The New Jersey Senate will make another attempt to override a veto on a bill designed to prevent mentally ill people from getting guns. This time, however, the Senate president is taking steps to make sure every member of the upper house shows up to cast a vote.

During a press conference in Princeton Monday, Senate Pres. Steve Sweeney announces plans for another attempt to veto a bill. (Kevin McArdle, NJ 101.5)

On Sept. 24, NJ Senate Democrats failed to get the necessary 27 votes to override Gov. Chris Christie’s veto of a bill (S-2360) that would allow police to tell a judge about any suspicious reports regarding a person trying to expunge his or her mental health records in order to buy a gun. State Sen. President Steve Sweeney (D-Thorofare) scheduled another override attempt, and said every member of the upper house is required to show up, or he will send the State Police to get anyone who isn't in attendance.
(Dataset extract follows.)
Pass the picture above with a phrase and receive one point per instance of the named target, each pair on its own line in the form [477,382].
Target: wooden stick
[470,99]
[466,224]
“On the 22nd of October we’re going to move to do an override again,” Sweeney said. “Everyone is going to vote on this. No one is going to hide.”

There is a procedural move that allows Sweeney to put the house “under call” which means every senator has to be in attendance and cast a vote. He promised he would not hesitate to use that power if necessary.

“I’ll put the house under call. We’ll go get ‘em. We’ll go get ‘em. You’re not going to run. You’re not going to hide on this one. They (Republicans) don’t have any cover on this one. You stand up. You speak up. You show people where you stand,” Sweeney said.

The bill did pass unanimously in the Senate and the Assembly in June. If all 24 Democrats in the Senate voted for the override, three Republicans votes would still be needed. If that happens the Assembly would need to take action as well. Fifty-four votes are needed which means six Republican Assembly members would have to support the override along with all 48 Democrats. The September override attempt fell two votes short before Sweeney pulled it from the voting list which gave him the opportunity to try and override it again without starting from legislative scratch.

Senate Republican Leader Tom Kean issued the following statement Monday in response to Sweeney’s announcement:

"The only thing Steve Sweeney is interested in accomplishing today is grabbing a few politically expedient headlines. He's been setting the stage for a political dog and pony show for the last few weeks, while Senate Republicans have been working on finding a real compromise solution," Kean said. "I'm interested in getting people with mental health issues the help they need and preventing them from doing harm to others, not playing partisan games."

In his veto message, Christie said he was not interested in taking a patchwork approach to dealing with mental health issues and gun violence. On Oct. 4 on ABC’s “Meet the Press” the governor criticized Democrats after their failed override attempt.

“I'm very concerned about the mental health side of this and I put forward a proposal to the Legislature last year and then again just about seven or eight weeks ago in response to a bill they sent saying: Let's do some tough things on mental health. Let's make involuntary commitment of people who speak violently easier for doctors,” the governor said.

Democrats announced plans for the scheduled override attempt on Monday in Princeton, which happens to be in the legislative district of Sen. Christopher “Kip” Bateman (R-Somerville) who co-sponsored the original bill. Lawmakers specifically called out Bateman and urged him to support the override. The senator did not return calls or emails seeking comment.

“The only person against this law is the governor of the state of New Jersey and that’s because he’s running for president,” Sweeney said.